I recently had to acquire a new desktop computer. (Well, technically, I didn’t have to, but since I’d filled up 99% of the hard drive on the desktop that I had, it made working on it a bit “iffy” sometimes.) And, of course, since I have to work in a Windows environment at my job, I pretty much had to get a computer with a Windows operating system. Windows 7, unfortunately. Which is what created the problem for me. The old PC ran Windows XP, and not all of the programs that I used on it would run on the new Win7 machine. Programs that I’ve been using for years now. Some programs which I’ve been using since at least the PC before the PC I’m replacing now. (Change may be said to be good, but it is also a pain in the patoot!)
One of the programs that wouldn’t even install, much less run, on the new PC was a proprietary photo-editing program that I’ve used since well before switching to a digital camera a few years ago. I’d take pictures, mail the film off to them, and they’d send me back photos and/or slides and a disk with digital copies of all the photos that I could play around (crop, adjust, etc.) with in their software. Needless to say, I had several folders worth of photos that I couldn’t just transfer from the old PC to the new one, since the proprietary software wouldn’t load there. So I went through those folders and converted the pictures in them to .jpg’s so that I could open them on the new PC and not just lose them because of the upgrade.

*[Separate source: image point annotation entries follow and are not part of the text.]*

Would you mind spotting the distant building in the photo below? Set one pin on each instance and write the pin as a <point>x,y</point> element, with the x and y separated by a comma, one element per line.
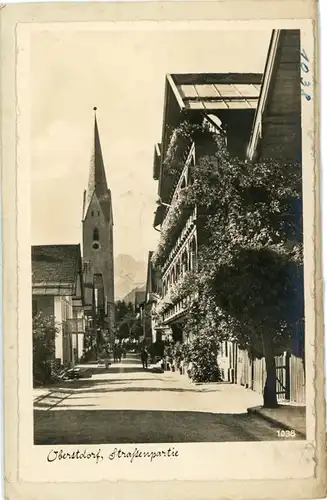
<point>57,290</point>
<point>135,296</point>
<point>98,259</point>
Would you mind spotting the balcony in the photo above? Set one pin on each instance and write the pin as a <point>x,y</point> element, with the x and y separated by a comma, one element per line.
<point>181,240</point>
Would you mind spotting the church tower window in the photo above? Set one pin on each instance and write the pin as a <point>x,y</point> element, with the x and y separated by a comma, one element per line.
<point>95,234</point>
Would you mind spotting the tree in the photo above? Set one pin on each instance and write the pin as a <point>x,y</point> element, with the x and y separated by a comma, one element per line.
<point>249,281</point>
<point>44,334</point>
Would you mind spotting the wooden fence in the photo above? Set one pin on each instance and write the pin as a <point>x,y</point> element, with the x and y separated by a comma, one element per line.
<point>290,375</point>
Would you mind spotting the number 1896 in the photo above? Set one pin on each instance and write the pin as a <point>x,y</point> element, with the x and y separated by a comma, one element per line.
<point>286,433</point>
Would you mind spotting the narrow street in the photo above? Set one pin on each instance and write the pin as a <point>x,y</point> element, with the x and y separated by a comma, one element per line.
<point>127,404</point>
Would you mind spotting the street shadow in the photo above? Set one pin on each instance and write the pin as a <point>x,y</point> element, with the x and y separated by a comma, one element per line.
<point>86,427</point>
<point>143,389</point>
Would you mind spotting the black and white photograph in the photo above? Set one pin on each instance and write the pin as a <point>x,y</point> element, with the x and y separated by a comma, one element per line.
<point>167,265</point>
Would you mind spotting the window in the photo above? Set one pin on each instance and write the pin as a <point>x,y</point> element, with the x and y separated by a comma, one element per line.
<point>95,234</point>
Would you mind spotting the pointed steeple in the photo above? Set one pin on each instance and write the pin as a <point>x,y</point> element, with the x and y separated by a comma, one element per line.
<point>97,184</point>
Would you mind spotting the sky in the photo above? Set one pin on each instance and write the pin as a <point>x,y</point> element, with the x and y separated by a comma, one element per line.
<point>123,74</point>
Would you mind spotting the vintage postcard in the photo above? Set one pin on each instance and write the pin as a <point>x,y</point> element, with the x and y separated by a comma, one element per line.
<point>161,241</point>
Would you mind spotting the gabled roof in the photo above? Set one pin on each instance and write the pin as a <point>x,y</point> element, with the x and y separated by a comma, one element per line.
<point>55,265</point>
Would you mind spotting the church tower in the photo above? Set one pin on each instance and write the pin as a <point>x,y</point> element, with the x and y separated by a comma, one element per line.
<point>97,223</point>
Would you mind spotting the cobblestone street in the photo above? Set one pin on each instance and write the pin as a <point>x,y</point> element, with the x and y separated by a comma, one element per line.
<point>127,404</point>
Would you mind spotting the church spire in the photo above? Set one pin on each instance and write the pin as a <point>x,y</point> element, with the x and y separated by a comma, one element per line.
<point>97,176</point>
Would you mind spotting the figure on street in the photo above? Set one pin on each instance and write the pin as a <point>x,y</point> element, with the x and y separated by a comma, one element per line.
<point>144,357</point>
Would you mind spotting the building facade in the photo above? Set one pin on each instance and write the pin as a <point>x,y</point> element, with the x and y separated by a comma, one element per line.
<point>98,261</point>
<point>225,104</point>
<point>276,133</point>
<point>57,291</point>
<point>257,116</point>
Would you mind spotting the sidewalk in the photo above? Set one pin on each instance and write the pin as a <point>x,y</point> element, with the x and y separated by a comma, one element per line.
<point>290,416</point>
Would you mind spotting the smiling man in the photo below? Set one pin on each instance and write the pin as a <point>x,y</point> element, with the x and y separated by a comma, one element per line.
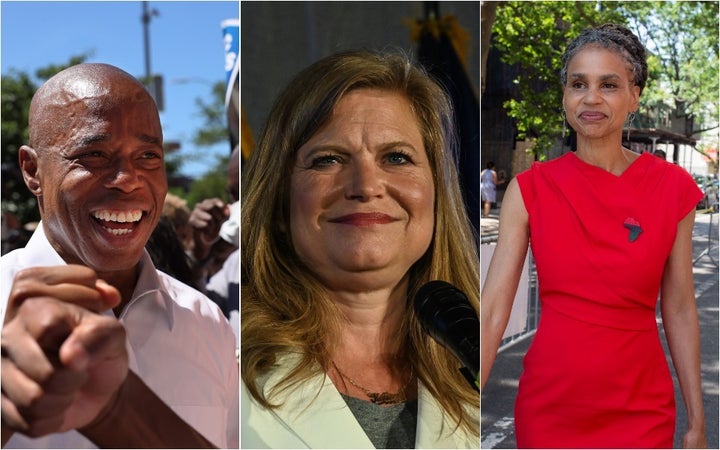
<point>95,163</point>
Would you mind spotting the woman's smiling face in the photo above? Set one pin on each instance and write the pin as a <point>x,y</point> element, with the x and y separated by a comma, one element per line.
<point>362,194</point>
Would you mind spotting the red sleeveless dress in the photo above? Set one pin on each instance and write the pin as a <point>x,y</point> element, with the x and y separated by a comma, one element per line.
<point>596,375</point>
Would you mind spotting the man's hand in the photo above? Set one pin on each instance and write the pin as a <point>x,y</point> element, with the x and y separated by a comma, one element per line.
<point>206,219</point>
<point>62,363</point>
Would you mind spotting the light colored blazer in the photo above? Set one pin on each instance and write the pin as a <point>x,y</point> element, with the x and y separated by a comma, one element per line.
<point>314,415</point>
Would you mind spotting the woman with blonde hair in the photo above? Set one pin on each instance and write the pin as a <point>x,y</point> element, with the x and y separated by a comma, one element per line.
<point>350,203</point>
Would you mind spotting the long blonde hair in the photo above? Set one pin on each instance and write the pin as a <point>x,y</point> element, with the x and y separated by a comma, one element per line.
<point>284,308</point>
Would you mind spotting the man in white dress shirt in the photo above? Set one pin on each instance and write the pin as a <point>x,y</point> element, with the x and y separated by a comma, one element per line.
<point>95,163</point>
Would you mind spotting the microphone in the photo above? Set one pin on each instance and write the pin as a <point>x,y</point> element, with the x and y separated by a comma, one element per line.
<point>445,314</point>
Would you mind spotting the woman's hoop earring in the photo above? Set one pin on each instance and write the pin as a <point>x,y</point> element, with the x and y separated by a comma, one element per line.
<point>630,118</point>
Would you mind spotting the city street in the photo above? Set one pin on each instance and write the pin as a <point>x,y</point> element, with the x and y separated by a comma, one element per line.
<point>497,401</point>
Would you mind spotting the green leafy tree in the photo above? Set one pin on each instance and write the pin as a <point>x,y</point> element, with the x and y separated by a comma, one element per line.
<point>681,36</point>
<point>211,184</point>
<point>16,92</point>
<point>213,131</point>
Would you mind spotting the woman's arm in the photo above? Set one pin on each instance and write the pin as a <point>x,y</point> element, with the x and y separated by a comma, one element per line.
<point>680,320</point>
<point>503,275</point>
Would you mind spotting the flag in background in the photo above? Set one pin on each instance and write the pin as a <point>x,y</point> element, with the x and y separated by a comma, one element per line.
<point>231,38</point>
<point>441,42</point>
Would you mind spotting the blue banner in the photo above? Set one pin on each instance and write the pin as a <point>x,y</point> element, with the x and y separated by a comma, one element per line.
<point>231,37</point>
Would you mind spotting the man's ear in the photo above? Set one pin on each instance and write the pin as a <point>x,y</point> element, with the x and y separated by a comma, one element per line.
<point>28,159</point>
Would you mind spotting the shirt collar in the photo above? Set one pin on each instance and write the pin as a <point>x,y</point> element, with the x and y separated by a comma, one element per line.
<point>39,252</point>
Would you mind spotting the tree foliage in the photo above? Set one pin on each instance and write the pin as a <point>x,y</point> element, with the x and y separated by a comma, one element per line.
<point>16,92</point>
<point>683,40</point>
<point>681,36</point>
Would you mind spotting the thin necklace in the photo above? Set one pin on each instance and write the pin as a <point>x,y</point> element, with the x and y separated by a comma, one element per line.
<point>380,398</point>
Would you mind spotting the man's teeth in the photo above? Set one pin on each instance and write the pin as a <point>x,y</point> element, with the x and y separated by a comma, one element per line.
<point>121,217</point>
<point>118,232</point>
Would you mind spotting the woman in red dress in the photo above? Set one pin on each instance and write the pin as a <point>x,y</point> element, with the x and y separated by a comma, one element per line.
<point>610,229</point>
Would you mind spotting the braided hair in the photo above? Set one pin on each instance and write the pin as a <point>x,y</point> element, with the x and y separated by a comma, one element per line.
<point>614,37</point>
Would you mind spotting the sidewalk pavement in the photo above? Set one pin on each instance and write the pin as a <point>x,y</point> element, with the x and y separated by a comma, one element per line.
<point>498,398</point>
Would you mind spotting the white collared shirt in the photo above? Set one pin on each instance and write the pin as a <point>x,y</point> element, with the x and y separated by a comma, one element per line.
<point>179,344</point>
<point>314,415</point>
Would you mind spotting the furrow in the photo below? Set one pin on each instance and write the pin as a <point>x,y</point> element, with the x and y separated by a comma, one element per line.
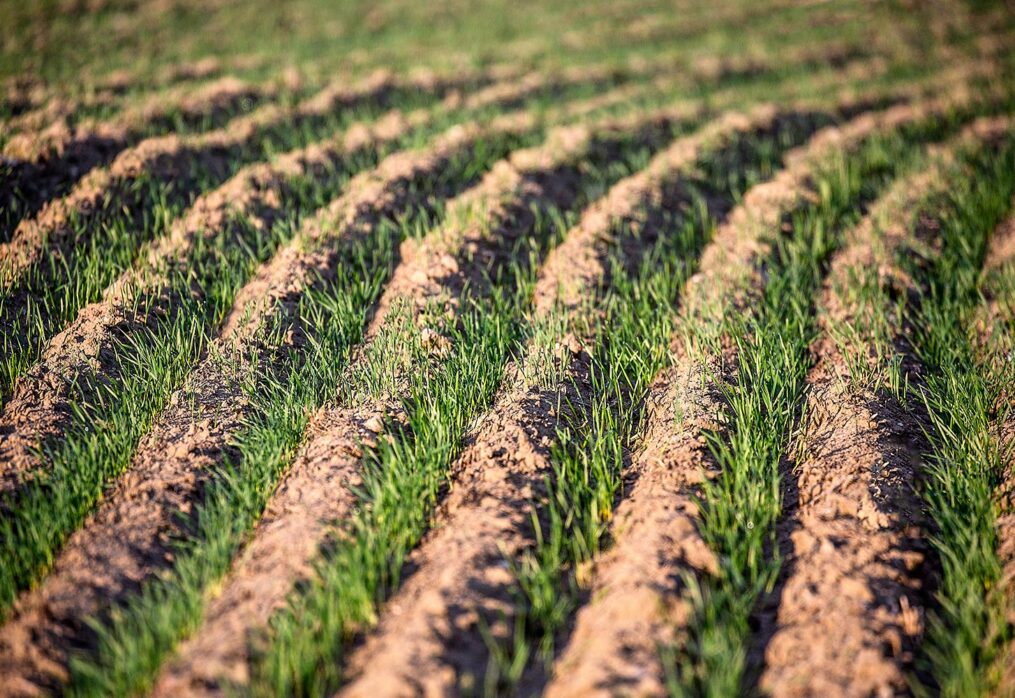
<point>129,537</point>
<point>993,337</point>
<point>42,164</point>
<point>853,587</point>
<point>963,648</point>
<point>636,604</point>
<point>168,157</point>
<point>483,227</point>
<point>638,600</point>
<point>461,581</point>
<point>140,185</point>
<point>254,198</point>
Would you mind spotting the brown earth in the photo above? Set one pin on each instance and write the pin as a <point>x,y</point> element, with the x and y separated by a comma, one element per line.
<point>483,225</point>
<point>636,601</point>
<point>994,340</point>
<point>462,580</point>
<point>849,608</point>
<point>127,540</point>
<point>39,407</point>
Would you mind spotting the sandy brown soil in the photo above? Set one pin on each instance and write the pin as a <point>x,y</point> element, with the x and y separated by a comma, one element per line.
<point>482,226</point>
<point>430,630</point>
<point>635,602</point>
<point>168,157</point>
<point>994,340</point>
<point>44,163</point>
<point>39,408</point>
<point>849,608</point>
<point>126,541</point>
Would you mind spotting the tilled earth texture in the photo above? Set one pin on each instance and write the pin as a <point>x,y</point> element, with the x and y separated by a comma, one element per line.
<point>508,348</point>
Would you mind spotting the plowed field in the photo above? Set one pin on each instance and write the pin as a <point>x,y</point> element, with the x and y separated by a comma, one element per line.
<point>627,348</point>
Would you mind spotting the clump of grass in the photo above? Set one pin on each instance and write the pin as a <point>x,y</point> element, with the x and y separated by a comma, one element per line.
<point>968,632</point>
<point>137,636</point>
<point>150,363</point>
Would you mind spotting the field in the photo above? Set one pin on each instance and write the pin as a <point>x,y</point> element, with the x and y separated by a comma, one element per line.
<point>612,348</point>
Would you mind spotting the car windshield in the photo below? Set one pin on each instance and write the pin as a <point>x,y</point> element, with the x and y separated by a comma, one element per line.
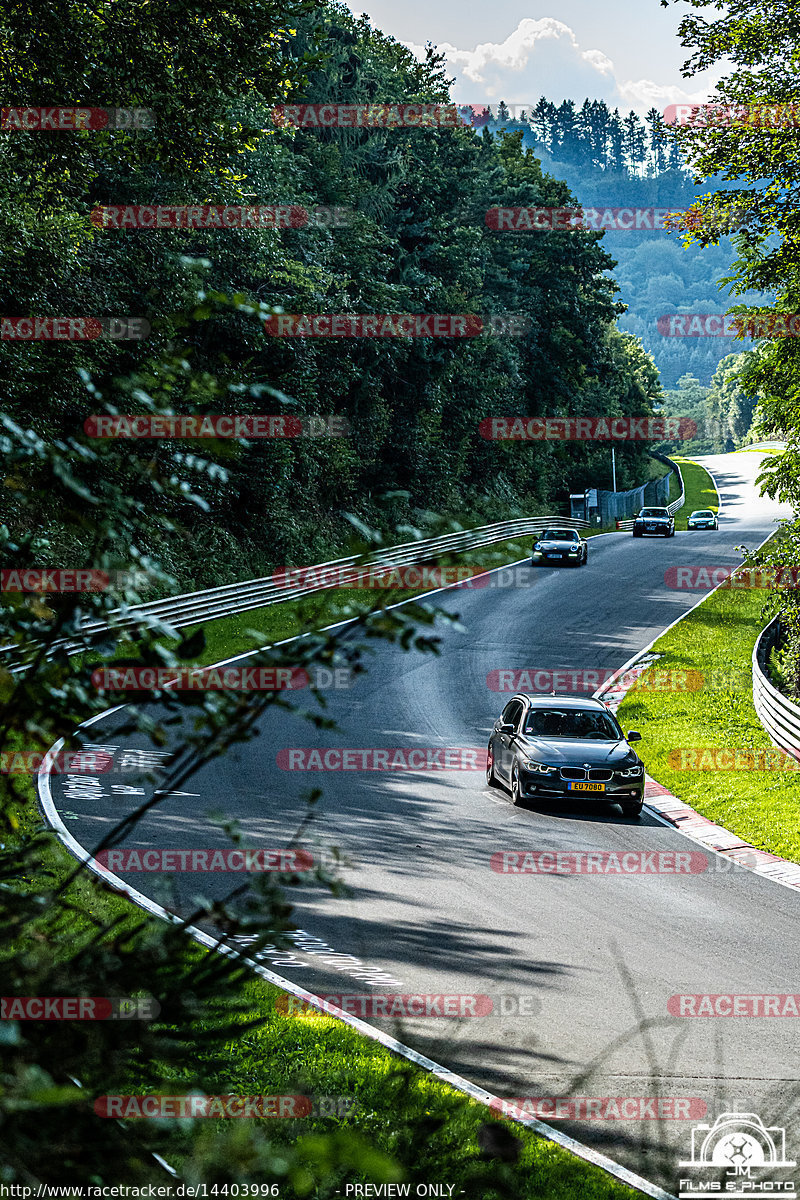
<point>559,535</point>
<point>576,723</point>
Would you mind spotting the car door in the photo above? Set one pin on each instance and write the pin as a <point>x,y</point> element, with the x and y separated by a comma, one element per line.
<point>504,743</point>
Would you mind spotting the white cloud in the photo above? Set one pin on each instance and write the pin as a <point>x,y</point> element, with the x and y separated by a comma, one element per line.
<point>542,58</point>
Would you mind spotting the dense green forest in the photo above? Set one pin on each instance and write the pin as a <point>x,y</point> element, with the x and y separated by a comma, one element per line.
<point>611,161</point>
<point>415,241</point>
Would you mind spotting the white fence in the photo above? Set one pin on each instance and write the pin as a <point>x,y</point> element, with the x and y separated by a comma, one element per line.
<point>193,607</point>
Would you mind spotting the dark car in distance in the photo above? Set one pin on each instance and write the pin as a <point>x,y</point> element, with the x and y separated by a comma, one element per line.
<point>654,521</point>
<point>560,546</point>
<point>548,748</point>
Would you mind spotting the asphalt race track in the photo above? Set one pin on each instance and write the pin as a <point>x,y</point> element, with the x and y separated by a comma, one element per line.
<point>597,955</point>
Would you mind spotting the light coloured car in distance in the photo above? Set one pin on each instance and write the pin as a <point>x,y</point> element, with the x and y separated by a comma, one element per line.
<point>559,545</point>
<point>703,519</point>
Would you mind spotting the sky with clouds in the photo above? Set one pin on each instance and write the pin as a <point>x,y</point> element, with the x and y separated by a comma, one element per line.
<point>625,52</point>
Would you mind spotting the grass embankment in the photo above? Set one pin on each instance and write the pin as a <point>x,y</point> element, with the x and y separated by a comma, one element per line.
<point>428,1128</point>
<point>716,640</point>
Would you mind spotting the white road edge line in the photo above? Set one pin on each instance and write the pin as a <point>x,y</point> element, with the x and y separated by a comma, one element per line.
<point>462,1085</point>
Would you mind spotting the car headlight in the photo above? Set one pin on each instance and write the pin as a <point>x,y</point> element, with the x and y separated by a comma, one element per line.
<point>539,768</point>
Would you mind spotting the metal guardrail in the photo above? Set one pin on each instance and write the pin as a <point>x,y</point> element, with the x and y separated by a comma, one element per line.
<point>627,525</point>
<point>193,607</point>
<point>779,714</point>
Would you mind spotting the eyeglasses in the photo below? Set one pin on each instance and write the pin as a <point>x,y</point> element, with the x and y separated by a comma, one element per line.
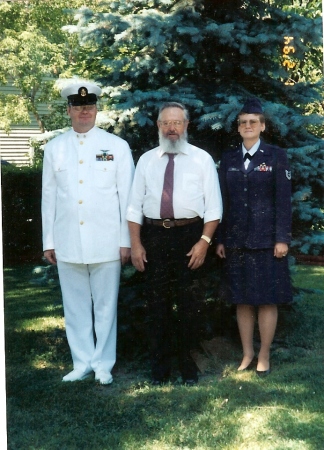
<point>168,123</point>
<point>252,122</point>
<point>82,107</point>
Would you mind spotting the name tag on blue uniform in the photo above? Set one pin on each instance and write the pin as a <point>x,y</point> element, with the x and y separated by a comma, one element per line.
<point>263,168</point>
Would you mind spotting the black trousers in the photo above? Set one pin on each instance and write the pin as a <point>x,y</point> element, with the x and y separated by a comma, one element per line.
<point>173,296</point>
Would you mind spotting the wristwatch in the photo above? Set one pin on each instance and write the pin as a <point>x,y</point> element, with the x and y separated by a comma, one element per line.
<point>206,238</point>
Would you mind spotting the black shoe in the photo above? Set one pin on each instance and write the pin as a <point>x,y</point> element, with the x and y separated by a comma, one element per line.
<point>263,373</point>
<point>191,382</point>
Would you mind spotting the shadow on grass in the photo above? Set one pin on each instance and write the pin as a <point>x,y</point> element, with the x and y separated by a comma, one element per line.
<point>227,410</point>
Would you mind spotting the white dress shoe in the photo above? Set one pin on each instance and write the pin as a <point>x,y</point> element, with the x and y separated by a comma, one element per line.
<point>77,375</point>
<point>104,377</point>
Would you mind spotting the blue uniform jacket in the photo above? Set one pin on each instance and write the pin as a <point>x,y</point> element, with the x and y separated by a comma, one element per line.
<point>257,201</point>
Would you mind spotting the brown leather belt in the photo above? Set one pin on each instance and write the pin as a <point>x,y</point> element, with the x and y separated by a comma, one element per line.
<point>170,223</point>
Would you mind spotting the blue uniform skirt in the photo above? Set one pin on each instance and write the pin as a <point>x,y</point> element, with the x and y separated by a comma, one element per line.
<point>256,277</point>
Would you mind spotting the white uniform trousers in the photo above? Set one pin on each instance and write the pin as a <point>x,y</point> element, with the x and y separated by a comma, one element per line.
<point>90,293</point>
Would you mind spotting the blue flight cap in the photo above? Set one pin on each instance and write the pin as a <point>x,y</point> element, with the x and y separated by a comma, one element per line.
<point>252,106</point>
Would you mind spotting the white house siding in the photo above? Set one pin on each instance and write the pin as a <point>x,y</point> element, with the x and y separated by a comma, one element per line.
<point>15,147</point>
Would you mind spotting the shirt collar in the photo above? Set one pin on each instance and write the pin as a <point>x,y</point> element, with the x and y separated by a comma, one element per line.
<point>253,149</point>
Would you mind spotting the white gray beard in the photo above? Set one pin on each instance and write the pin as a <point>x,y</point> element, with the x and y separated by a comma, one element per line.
<point>177,146</point>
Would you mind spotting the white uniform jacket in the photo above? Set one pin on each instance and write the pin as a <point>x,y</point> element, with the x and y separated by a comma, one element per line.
<point>86,184</point>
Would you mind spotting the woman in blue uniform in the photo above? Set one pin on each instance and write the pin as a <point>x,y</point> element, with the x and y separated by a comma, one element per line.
<point>255,181</point>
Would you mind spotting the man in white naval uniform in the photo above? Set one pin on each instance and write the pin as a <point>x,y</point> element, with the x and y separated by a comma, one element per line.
<point>87,176</point>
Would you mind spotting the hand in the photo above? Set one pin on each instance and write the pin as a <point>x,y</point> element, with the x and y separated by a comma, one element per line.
<point>124,254</point>
<point>220,251</point>
<point>50,256</point>
<point>198,254</point>
<point>138,255</point>
<point>280,250</point>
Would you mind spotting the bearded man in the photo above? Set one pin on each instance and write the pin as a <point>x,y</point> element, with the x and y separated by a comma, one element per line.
<point>175,207</point>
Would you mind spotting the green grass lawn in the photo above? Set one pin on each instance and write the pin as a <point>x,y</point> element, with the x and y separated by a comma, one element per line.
<point>227,410</point>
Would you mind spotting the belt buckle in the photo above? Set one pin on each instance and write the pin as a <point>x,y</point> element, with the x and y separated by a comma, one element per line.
<point>164,224</point>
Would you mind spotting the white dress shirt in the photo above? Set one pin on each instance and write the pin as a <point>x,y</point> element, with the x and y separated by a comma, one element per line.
<point>196,189</point>
<point>85,196</point>
<point>251,152</point>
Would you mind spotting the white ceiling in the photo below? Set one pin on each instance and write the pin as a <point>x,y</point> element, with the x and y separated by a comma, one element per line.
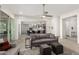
<point>36,9</point>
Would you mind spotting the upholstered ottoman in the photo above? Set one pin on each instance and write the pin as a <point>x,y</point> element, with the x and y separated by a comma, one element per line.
<point>57,48</point>
<point>45,49</point>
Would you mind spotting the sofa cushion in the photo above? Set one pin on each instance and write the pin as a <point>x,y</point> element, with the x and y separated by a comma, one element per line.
<point>42,40</point>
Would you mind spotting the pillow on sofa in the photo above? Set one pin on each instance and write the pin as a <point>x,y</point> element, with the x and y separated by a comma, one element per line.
<point>5,46</point>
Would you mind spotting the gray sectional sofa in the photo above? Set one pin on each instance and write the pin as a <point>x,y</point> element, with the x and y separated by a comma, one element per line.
<point>37,39</point>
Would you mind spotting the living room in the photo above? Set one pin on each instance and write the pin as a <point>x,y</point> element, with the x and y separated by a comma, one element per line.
<point>40,21</point>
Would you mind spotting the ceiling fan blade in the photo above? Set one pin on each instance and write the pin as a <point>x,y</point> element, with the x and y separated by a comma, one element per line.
<point>48,15</point>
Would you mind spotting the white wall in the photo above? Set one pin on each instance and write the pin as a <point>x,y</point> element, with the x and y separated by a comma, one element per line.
<point>72,13</point>
<point>19,19</point>
<point>56,25</point>
<point>50,22</point>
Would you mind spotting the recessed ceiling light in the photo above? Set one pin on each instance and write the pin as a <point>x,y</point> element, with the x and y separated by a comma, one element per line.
<point>20,13</point>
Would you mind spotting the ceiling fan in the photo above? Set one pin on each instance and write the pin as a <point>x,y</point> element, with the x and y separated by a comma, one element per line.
<point>45,13</point>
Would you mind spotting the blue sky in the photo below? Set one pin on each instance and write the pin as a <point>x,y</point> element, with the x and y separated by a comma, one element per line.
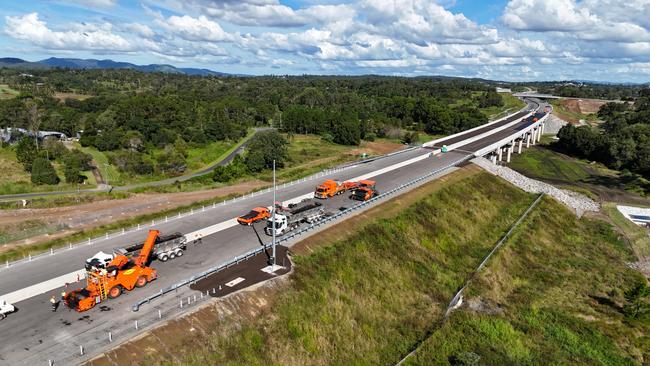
<point>604,40</point>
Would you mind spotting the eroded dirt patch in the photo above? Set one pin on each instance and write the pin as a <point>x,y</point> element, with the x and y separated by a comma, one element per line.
<point>94,214</point>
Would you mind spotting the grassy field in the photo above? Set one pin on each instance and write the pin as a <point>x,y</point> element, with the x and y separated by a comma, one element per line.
<point>551,295</point>
<point>197,159</point>
<point>370,298</point>
<point>307,154</point>
<point>6,92</point>
<point>511,105</point>
<point>564,113</point>
<point>594,179</point>
<point>14,252</point>
<point>14,179</point>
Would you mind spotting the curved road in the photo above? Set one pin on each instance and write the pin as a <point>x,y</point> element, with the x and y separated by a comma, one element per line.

Several of the folders contained photographs of heraldry I’d taken in and around Dallas, Texas from which I pulled examples to use in a presentation that I gave at the International Congress of Genealogical and Heraldic Sciences in Turin, Italy in 1998. (A copy of that presentation can be found on-line at: http://www.appletonstudios.com/Congress1998DBA.pdf) Converting all of those photos, many of which I didn’t use in the presentation, made me realize once again how much heraldry I can see around me every day. So I thought I’d take some of those photos and share them with you. Some of them are the arms or logos of companies which have changed them since 1998, or which have closed or gone out of business since then, but they remain interesting as examples of how heraldry has been used here in the United States.
The first heraldic logo I’m going to share is that of the Boehm Porcelain Gallery, since closed, which had been located in The Crescent office and retail complex on the north side of downtown Dallas. I have no idea where the arms come from originally (they do not appear under “Boehm” in either Rietstap’s Armorial Général or Burke’s General Armory). They do, I think, present a pretty “classy” image, despite the fact that the “crest” is facing to sinister, the “torse” has eight instead of the usual six twists, and the scroll (in bend sinister) overlies the shield in a way that no true heraldry does.